Depois de, em Outubro de 2017, se ter demitido do conselho de administração da Weinstein Co., tudo começou a descambar. Apenas três dos membros da administração não se demitiram, e apesar de o irmão, Bob Weinstein, também dono de parte da empresa, ter inicialmente afastado rumores de uma possível venda, rapidamente surgiram informações que indicavam que a companhia tinha efectivamente  iniciado negociações com vista à sua alienação. Em Fevereiro deste ano, o antigo procurador-geral do estado de Nova Iorque, Eric Schneiderman, processou a empresa em representação dos seus empregados, acusando Weinstein de repetidamente assediar sexualmente, intimidar e diminuir empregadas e de criar um ambiente de trabalho hostil.
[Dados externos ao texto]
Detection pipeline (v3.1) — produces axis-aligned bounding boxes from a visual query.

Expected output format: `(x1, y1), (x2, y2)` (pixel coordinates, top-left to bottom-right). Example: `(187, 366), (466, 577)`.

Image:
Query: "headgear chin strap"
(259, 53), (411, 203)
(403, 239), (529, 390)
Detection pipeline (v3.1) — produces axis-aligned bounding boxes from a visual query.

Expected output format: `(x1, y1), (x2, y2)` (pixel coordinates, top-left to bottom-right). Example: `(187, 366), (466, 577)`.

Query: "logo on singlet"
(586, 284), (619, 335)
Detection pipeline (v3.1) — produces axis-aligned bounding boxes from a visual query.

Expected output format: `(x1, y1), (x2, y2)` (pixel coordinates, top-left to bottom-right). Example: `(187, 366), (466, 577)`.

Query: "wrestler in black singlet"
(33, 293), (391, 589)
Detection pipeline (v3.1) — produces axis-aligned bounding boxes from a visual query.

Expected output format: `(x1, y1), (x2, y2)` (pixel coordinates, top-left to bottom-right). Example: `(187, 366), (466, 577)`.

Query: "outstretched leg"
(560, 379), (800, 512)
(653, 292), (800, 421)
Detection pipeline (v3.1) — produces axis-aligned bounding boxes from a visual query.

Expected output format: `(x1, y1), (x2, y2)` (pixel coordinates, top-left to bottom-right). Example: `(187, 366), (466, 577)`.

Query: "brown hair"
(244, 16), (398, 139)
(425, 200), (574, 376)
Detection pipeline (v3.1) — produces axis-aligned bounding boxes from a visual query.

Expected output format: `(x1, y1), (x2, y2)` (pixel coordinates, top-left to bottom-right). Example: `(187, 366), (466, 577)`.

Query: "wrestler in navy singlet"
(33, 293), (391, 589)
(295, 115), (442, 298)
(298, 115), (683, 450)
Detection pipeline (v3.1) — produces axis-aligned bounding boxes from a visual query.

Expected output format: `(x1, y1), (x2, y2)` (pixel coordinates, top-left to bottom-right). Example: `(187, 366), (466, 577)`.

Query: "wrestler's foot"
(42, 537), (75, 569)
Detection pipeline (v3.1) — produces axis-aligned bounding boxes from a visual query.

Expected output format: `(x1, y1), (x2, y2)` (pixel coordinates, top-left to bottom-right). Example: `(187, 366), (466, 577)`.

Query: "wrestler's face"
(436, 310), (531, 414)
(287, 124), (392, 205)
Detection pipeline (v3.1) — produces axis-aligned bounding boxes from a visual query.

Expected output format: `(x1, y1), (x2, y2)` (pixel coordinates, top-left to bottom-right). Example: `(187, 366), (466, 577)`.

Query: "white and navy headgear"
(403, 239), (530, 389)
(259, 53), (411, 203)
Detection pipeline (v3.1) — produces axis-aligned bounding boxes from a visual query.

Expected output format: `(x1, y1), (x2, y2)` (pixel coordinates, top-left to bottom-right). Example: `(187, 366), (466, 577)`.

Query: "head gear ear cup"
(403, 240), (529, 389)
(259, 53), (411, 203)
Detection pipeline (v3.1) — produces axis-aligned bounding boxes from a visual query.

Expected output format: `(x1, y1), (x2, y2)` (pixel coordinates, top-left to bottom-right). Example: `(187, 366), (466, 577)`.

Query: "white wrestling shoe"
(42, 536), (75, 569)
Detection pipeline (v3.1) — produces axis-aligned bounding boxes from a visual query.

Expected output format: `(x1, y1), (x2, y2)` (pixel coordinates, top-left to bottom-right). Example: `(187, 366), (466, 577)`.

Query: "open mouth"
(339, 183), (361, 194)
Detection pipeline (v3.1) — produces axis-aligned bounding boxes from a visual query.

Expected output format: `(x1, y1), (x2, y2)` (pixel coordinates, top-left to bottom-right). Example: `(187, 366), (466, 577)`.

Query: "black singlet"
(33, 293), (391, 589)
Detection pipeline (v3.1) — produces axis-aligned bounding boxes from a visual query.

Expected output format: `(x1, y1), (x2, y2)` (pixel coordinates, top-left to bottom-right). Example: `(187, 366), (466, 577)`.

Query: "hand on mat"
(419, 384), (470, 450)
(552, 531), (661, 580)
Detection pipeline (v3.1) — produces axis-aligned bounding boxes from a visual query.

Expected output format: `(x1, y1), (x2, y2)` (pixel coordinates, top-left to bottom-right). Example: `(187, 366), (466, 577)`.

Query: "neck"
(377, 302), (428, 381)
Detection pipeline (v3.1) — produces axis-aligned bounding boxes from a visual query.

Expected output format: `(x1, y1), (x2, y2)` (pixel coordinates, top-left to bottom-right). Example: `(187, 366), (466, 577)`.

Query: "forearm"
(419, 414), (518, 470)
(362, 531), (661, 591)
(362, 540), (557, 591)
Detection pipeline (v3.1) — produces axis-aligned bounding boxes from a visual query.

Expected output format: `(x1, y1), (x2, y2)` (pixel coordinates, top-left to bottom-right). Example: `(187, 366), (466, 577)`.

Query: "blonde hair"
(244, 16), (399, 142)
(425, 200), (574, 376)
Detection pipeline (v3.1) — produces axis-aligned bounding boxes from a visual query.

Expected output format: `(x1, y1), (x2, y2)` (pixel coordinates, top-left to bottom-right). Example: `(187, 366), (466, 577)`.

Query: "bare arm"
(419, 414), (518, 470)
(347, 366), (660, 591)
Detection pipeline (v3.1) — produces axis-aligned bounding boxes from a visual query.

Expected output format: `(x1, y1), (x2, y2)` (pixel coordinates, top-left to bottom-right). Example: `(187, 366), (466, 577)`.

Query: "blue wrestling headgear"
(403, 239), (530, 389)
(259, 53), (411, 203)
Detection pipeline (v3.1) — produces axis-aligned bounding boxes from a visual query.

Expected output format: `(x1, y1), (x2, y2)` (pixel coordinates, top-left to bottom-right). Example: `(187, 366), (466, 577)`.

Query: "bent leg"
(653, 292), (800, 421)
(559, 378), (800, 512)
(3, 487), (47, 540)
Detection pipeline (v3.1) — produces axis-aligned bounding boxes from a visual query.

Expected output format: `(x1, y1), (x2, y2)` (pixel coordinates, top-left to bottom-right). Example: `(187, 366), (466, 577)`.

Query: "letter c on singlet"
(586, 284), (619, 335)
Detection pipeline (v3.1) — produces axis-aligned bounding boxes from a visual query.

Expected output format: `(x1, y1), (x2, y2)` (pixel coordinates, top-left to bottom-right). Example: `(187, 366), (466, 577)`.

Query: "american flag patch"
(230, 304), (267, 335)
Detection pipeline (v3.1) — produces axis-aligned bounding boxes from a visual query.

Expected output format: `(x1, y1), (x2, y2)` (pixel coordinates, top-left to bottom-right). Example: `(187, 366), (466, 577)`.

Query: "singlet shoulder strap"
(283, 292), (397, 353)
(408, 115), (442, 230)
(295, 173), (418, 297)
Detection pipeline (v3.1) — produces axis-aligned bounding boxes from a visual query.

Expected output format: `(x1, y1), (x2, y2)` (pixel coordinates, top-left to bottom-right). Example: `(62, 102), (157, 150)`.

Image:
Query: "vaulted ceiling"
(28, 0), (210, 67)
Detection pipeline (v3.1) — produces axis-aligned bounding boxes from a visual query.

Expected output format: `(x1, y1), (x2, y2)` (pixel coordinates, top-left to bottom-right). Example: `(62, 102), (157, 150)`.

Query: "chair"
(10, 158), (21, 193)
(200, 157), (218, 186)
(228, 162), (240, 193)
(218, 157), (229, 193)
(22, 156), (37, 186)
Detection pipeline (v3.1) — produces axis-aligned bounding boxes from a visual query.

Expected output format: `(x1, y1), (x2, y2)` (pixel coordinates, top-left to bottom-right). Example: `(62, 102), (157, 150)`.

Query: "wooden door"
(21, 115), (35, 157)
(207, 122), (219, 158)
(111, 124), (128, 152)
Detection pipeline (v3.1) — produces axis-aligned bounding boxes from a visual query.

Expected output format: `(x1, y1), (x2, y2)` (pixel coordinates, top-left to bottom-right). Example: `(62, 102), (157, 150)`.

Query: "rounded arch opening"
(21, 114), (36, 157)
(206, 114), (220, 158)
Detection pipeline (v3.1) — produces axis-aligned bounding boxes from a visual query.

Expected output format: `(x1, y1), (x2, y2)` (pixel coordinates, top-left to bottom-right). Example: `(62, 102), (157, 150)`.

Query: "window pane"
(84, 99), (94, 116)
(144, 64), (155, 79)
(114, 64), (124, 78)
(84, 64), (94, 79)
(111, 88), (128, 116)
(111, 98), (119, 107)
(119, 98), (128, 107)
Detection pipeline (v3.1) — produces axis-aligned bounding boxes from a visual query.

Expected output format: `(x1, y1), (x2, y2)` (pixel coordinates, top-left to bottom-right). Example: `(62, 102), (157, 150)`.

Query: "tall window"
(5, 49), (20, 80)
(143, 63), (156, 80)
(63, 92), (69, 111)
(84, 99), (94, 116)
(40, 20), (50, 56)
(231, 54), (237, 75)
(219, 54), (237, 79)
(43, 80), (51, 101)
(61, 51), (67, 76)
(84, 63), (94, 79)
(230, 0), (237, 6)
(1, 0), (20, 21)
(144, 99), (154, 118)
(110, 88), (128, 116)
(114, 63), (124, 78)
Schneiderman foi também encarregado pelo governador Andrew Cuomo de investigar de que forma o procurador de Manhattan, Cyrus Vance Jr., tinha abordado uma queixa de ataque sexual contra Weinstein. Mas uma notícia da New Yorker que detalhava acusações de abuso contra Schneiderman levou, no início deste mês, à sua repentina demissão.

Em Março, a Weinstein Co. apresentou falência, o que libertou os que acusavam Weinstein dos seus acordos de não-divulgação.   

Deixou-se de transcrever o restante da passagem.